Understanding Medical Problems

If Your Child Has An Asthma Attack After Eating, Contact An Allergist To Find The True Cause

Wheezing, coughing, difficulty breathing and a tight feeling in the chest are symptoms of an asthma attack in children. In children, it is not uncommon for these to occur after eating certain trigger foods. Dairy and egg are common triggers, but any food can potentially cause this response. Finding the true cause of your child's food-related asthma attacks is important for determining the correct course of treatment. Here's what you need to do if your child has an asthma attack after eating a trigger food.

Have Your Child Tested for Common Food Allergens

Schedule an appointment with an allergist for a skin prick test. A skin prick test introduces common allergens to your child's skin and checks for an allergic reaction. This test determines if your child is truly allergic to these foods or if your child's respiratory symptoms have a different cause.

Begin Early Treatment for Your Child's Allergies, if Necessary

You should avoid foods that cause your child to have an allergic reaction until a skin prick test is performed. However, you should not attempt to modify your child's diet permanently without determining the underlying cause of the asthmatic reaction. Growing children need to eat a balanced diet to ensure that they receive enough nutrients.

Treatments for allergy-induced asthma include medication and allergy shots. Medication can decrease your child's response to allergens, making it less likely he or she will have a negative reaction to the allergy-causing foods. Allergy shots, also known as immunotherapy, slowly acclimate your child's body to the allergen. By introducing increasingly larger amounts of an allergen to your child's body, it becomes less sensitive to the allergen. The process can take up to five years.

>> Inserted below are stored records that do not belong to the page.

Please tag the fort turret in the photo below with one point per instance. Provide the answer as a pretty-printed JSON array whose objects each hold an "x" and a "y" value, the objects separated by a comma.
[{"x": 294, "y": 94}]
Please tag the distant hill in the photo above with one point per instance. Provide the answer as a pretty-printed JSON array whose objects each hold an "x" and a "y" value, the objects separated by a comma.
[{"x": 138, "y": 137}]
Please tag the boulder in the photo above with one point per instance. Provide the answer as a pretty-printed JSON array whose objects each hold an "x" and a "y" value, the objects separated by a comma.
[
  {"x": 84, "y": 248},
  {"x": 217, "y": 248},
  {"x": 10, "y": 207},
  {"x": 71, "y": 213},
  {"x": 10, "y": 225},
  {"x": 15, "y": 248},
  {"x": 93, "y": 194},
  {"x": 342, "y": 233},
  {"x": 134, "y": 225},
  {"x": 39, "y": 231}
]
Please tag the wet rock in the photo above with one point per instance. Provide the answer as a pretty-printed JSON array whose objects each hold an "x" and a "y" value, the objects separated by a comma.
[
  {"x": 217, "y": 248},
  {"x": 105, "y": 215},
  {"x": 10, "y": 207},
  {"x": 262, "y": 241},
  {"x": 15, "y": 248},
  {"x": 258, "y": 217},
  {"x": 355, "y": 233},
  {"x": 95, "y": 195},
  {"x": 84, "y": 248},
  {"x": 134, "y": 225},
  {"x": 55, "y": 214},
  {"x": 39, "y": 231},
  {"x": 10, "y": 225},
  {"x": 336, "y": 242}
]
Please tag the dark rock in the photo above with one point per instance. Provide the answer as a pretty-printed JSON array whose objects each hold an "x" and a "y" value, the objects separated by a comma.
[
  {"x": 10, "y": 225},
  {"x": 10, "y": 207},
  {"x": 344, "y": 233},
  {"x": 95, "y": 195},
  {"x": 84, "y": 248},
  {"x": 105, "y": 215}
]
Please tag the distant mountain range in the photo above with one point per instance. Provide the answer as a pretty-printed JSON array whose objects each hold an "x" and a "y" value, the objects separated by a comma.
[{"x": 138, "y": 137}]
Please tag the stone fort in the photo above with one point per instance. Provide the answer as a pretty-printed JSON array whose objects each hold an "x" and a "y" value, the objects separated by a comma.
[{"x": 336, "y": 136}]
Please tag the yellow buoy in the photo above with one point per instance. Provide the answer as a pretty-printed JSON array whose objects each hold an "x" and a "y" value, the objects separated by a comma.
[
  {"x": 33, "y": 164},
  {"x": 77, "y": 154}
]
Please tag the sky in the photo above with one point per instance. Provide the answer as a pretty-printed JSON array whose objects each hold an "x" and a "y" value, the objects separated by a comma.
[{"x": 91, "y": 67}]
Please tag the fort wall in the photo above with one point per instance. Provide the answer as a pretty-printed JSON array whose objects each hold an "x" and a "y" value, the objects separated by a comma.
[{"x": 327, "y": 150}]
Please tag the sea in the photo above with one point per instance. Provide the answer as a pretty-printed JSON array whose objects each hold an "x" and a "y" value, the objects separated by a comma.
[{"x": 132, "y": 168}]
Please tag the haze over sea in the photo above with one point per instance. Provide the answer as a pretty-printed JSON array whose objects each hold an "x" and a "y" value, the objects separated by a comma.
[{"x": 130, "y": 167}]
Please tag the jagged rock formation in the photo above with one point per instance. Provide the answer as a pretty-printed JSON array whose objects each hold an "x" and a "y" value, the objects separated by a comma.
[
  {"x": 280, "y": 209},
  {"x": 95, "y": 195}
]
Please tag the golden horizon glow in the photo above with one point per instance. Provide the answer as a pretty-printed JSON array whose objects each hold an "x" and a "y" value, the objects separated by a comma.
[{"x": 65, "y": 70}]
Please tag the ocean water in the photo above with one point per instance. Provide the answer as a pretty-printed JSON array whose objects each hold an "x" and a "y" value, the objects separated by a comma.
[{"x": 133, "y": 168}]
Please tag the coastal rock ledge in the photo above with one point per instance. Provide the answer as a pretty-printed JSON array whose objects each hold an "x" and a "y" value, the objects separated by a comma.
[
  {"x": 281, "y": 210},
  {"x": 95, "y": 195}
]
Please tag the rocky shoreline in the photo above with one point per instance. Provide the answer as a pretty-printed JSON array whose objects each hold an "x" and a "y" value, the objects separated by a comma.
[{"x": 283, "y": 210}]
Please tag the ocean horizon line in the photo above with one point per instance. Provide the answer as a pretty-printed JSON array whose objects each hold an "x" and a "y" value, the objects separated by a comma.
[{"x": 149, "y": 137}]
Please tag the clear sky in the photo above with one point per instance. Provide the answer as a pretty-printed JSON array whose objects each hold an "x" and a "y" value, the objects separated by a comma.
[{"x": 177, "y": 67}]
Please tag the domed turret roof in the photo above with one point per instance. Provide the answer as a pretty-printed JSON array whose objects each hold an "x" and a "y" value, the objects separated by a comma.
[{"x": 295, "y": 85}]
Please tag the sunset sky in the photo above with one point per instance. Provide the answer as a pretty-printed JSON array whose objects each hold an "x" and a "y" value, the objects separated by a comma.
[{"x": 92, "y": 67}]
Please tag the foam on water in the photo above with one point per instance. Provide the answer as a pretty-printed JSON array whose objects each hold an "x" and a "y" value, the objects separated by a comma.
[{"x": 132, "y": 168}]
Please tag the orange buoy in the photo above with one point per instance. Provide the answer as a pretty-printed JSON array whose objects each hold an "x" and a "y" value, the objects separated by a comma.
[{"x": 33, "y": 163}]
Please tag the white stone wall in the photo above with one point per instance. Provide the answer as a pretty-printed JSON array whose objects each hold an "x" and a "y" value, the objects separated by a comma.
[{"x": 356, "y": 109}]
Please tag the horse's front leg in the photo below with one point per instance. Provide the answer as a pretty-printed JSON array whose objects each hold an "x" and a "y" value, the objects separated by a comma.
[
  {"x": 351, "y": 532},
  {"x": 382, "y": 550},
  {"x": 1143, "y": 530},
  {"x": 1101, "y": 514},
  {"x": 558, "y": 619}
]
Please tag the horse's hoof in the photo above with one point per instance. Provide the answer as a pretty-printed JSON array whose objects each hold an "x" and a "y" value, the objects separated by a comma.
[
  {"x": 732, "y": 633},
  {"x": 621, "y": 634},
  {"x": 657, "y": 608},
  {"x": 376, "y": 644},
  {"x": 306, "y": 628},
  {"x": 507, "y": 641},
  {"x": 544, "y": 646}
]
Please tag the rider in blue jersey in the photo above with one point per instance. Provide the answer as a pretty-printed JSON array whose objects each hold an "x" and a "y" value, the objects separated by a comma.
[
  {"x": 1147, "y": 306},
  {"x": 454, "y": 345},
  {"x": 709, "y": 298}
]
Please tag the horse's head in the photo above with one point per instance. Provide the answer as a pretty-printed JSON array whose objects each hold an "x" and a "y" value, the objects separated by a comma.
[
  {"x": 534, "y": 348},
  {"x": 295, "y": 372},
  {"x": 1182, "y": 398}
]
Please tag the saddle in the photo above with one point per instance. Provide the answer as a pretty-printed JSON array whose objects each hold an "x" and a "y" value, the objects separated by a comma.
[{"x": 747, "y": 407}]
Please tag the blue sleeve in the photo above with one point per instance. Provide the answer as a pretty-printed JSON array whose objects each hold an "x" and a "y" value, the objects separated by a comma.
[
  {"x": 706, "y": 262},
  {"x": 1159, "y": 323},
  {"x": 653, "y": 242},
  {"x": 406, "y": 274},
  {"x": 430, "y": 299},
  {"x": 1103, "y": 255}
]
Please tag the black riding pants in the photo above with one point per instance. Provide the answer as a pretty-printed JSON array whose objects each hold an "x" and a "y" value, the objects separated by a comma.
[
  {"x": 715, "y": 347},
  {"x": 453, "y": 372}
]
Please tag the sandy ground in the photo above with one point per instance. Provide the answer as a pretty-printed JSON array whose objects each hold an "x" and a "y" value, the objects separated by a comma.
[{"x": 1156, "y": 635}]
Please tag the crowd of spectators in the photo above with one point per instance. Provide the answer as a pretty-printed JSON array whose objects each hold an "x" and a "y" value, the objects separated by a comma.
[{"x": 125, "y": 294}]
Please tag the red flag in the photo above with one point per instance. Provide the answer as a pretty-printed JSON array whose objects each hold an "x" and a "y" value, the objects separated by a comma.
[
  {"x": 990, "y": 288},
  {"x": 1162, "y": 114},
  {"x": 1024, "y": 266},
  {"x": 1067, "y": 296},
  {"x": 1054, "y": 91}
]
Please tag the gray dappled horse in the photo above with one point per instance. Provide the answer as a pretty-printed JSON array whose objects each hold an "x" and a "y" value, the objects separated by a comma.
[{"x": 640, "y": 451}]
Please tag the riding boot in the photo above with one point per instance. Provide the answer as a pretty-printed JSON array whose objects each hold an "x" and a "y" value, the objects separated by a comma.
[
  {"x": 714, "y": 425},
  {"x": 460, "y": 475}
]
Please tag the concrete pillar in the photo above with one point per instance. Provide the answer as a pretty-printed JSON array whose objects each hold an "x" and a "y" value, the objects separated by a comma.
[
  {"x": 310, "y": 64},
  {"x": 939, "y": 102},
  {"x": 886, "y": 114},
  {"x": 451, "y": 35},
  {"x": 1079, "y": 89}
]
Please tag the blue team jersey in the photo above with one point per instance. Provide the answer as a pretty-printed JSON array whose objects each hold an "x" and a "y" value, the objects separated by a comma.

Determine Other Potential Sources of Food-Related Asthma Attacks

Your child may have an asthma attack after eating certain foods without being allergic to them. That's why allergen testing is important – it eliminates an allergy as a potential cause of the asthma attack.

Some food additives, such as sulfites, are known to trigger asthma in children and adults. These are preservatives added to reduce spoilage and protect flavor. They are commonly found in fruit juice. Salicylates are another potential asthma trigger – they're present naturally in some foods such as tomatoes and cucumbers, but are also added to many health and beauty products. If your child has a reaction to additives, it's important to read labels carefully in order to avoid them.

When your child has an asthma attack after eating food, schedule an appointment with an allergist, such as at North Texas Allergy, to determine if the cause is allergy-related or additive-related and determine a course of treatment. Allergic reactions are sometimes progressive – what may cause a mild asthmatic reaction now may cause deadly anaphylactic shock in the future. Knowing the true cause early will help you determine how to manage your child's food allergies.